Why shouldn't you be negative
Why we experience negative thoughts & feelings more intensely than positive ones
Bet it will start raining the minute I leave the salon with freshly styled hair? Bet the new mole on my arm is cancerous? Bet I'll oversleep and miss my flight? Bet my blind date is a serial killer? Or at least overly boring?
In situations with an uncertain outcome, many tend to have negative thoughts. You envision a future that is far from bright and you are practically certain that everything will go wrong. Why? Because they want to avoid disappointment.
In the world of psychology this phenomenon is called negativity bias, negativity bias, or negativity effect. Put simply, it means that negative experiences, feelings or thoughts have a greater impact on us than neutral or positive ones - even if the latter are in fact just as intense. In other words: In many situations we perceive negative (or seemingly negative) things very quickly, strongly and sustainably, while positive things only to a limited extent. If any.
So we already know how the socio-psychological phenomenon is expressed, but what happens in the body? Dr. John Cacioppo and conducted research observing electrical activity in the brain. He showed subjects pictures of things that are commonly perceived as positive (like pizza), things that most people are neutral about (a hair dryer), and things that are usually considered negative (a dead cat). The result: the brain reacts more strongly to everything negative. And that in turn means that, for example, you are more likely to react more violently if the bus pulls away from you than if you find money on the street.
Pessimism and depression
Dr. Scott Woodruff, a psychologist and director of the anxiety and obsessive-compulsive disorder treatment program at the American Institute for Cognitive Therapy, adds that negative thoughts could also be linked to rising rates of depression. However, it is important to understand that pessimism does not mean depression! It becomes problematic when a negative attitude prevents you from doing things that you actually like to do.
Depressed people tend to cut themselves off from the outside world and not be as active anymore. Sometimes these symptoms can also be associated with negativity. For example, if you expect to miss the plane anyway or if everything goes wrong during the trip, you are likely to travel less than others. Chances are you're not going to a birthday party if you reflexively imagine you are about to have a terrible evening and no one is talking to you. You probably won't ask your crush if you think you have zero chances with him or her.
Woodruff says if you always assume the worst, you might decide at some point not to take the risk and stay home right away. “We try to prevent possible disappointments or possible regrets. We think: if we do nothing, nothing can go wrong - we cannot fail and we cannot do anything that we later regret. We organize our lives in such a way that we avoid losses. "
But these tactics and your negative attitude can slow you down, hold you back. “You may think it would be good to keep an eye on the negative things and prepare yourself mentally for the worst-case scenario. But that is a fallacy. The minor advantages that this behavior can bring with it are clearly exceeded by the major disadvantages. ”And by that he means not only missed opportunities - both professionally and privately - but also the fact that you are missing out on positive reinforcement.

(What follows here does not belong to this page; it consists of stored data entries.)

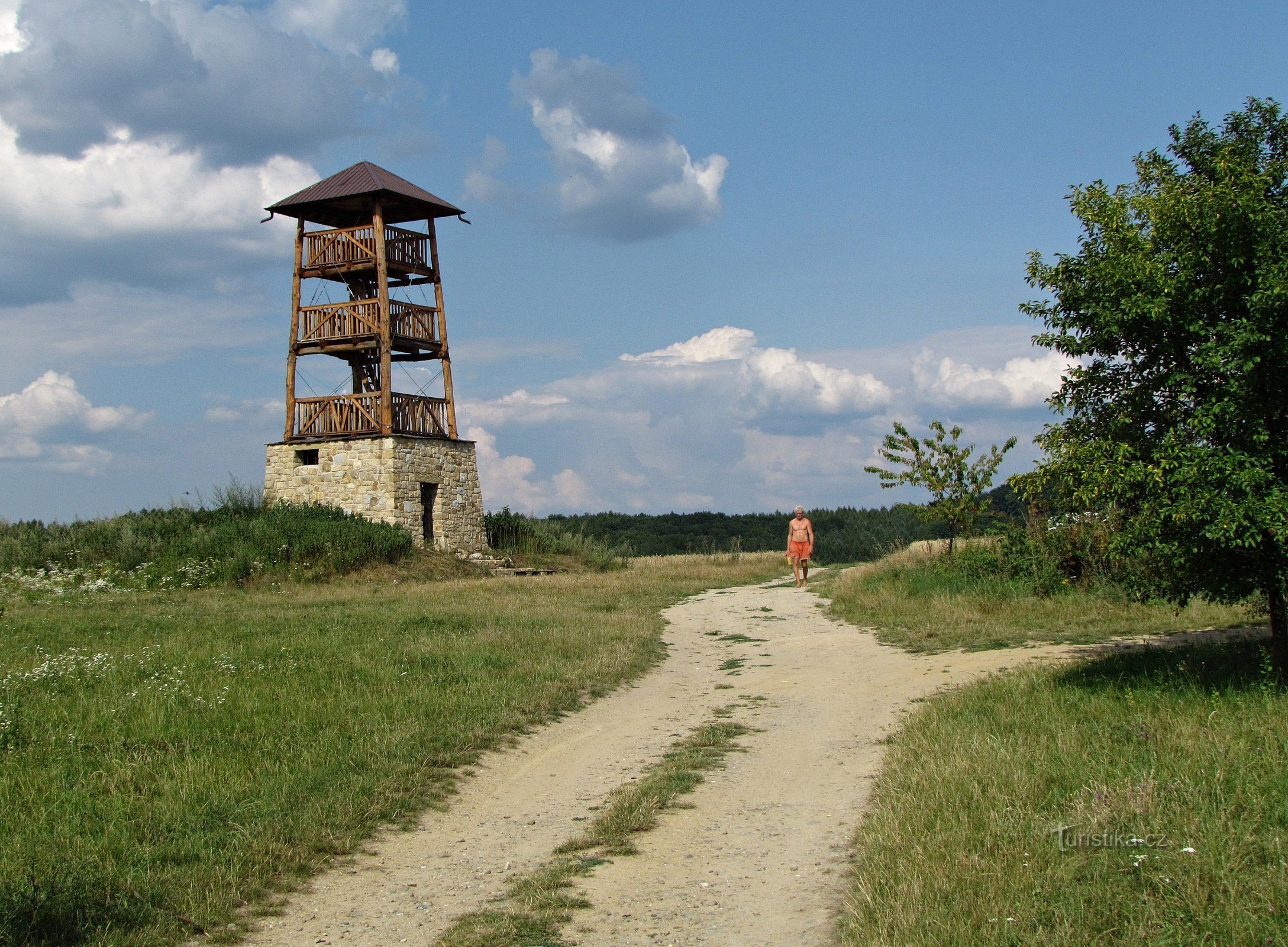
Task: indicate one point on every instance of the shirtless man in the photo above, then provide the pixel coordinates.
(800, 544)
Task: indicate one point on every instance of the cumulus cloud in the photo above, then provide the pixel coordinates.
(341, 26)
(718, 346)
(508, 481)
(721, 420)
(1023, 382)
(31, 419)
(482, 183)
(238, 83)
(384, 61)
(257, 410)
(11, 37)
(622, 177)
(112, 324)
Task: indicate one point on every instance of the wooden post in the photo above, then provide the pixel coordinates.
(295, 329)
(442, 331)
(387, 392)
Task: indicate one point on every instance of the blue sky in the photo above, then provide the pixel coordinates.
(798, 223)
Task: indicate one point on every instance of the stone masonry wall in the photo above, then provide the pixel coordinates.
(380, 477)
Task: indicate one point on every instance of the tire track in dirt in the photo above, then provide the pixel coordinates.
(760, 856)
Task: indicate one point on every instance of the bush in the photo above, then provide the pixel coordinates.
(514, 533)
(192, 548)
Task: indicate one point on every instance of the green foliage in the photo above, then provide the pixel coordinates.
(514, 533)
(179, 754)
(944, 468)
(1183, 746)
(191, 548)
(841, 535)
(537, 904)
(1003, 592)
(1176, 407)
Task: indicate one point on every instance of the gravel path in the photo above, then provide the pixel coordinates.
(760, 856)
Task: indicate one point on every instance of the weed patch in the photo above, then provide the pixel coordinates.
(170, 762)
(1135, 798)
(922, 601)
(541, 902)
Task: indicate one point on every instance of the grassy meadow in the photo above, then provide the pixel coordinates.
(172, 756)
(1131, 797)
(920, 600)
(1167, 767)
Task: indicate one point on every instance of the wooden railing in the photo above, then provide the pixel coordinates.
(341, 415)
(417, 414)
(354, 248)
(330, 321)
(339, 320)
(338, 415)
(411, 321)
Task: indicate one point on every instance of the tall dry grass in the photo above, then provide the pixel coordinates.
(1165, 767)
(919, 598)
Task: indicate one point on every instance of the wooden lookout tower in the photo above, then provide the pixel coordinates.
(376, 450)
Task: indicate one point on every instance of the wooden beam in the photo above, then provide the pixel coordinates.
(442, 333)
(387, 395)
(295, 329)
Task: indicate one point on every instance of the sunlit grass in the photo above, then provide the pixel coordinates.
(205, 749)
(1184, 750)
(921, 601)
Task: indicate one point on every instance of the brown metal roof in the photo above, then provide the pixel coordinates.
(346, 199)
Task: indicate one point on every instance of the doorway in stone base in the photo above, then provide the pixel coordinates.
(428, 495)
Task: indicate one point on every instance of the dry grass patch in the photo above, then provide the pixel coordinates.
(1167, 769)
(920, 600)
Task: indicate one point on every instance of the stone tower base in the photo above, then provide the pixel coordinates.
(388, 479)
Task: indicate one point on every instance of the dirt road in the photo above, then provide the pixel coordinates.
(760, 856)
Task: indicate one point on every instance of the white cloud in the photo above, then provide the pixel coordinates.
(114, 324)
(235, 80)
(722, 421)
(11, 37)
(341, 26)
(716, 346)
(248, 409)
(781, 378)
(52, 404)
(506, 481)
(621, 176)
(384, 61)
(130, 187)
(1022, 382)
(482, 185)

What you can do about recurring negative thoughts
Do the situations and thoughts described sound familiar to you? Then, according to Woodruff, there are a few things you can do to get rid of your black-and-white attitude. First: exposure. Expose yourself to the things that you are trying to protect yourself from. If you realize that the only reason you haven't started golfing is because you think you might be bad at it, try anyway. Go on the blind date even if you are nervous (please watch out for warning signs anyway). Ask about a raise if you think you deserve one. Accept the invitation to the birthday party, even if you only know the hosts and nobody else. Second, reverse your thoughts. Try to be more aware of everything positive (and neutral) in your life and thus draw attention away from the negative. For example, you can keep a diary and write down every night before bed what went well and what you are grateful for, what you were happy about or what went better than you thought. This will take you a maximum of five minutes, but it can have a very big effect on your well-being because you will eventually get a more optimistic basic attitude.
Exaggerated optimism is not a solution either
While both of these techniques can be very helpful, we must remember that the world is not black and white. The goal is not to be 100 percent optimistic every day from now on and not to allow any more negative thoughts. Finally, worries, fears, and concerns can simply be part of your intuition. Giving your ex another chance if they've been emotionally abusing you for years is probably really not a good idea. And you probably shouldn't eat the bread if it looks like the pond in your parents' garden.
The glass is not always half full and oneto An optimistic attitude is just as bad for your mental health as one that is too negative at times. According to Woodruff, aexaggerated positive attitudes have negative consequences: “It can lead you to think that something is wrong with you when you do have a negative thought. Everyone has negative thoughts at times! It is perfectly normal. That's why I'm an advocate of realistic, unbiased thinking. "
Now you might be wondering how you should know when it is okay to have negative or just realistic thoughts instead of positive ones. To find out, for example, you can write down your expectations - before exposing yourself to a situation that goes wrongcouldsays Woodruff. After the event, the date or the conversation, you take your notes again and compare them with what really happened. Was it really as bad as you thought it would be? Did the disaster happen? This method can help you assess whether your expectations are skewed.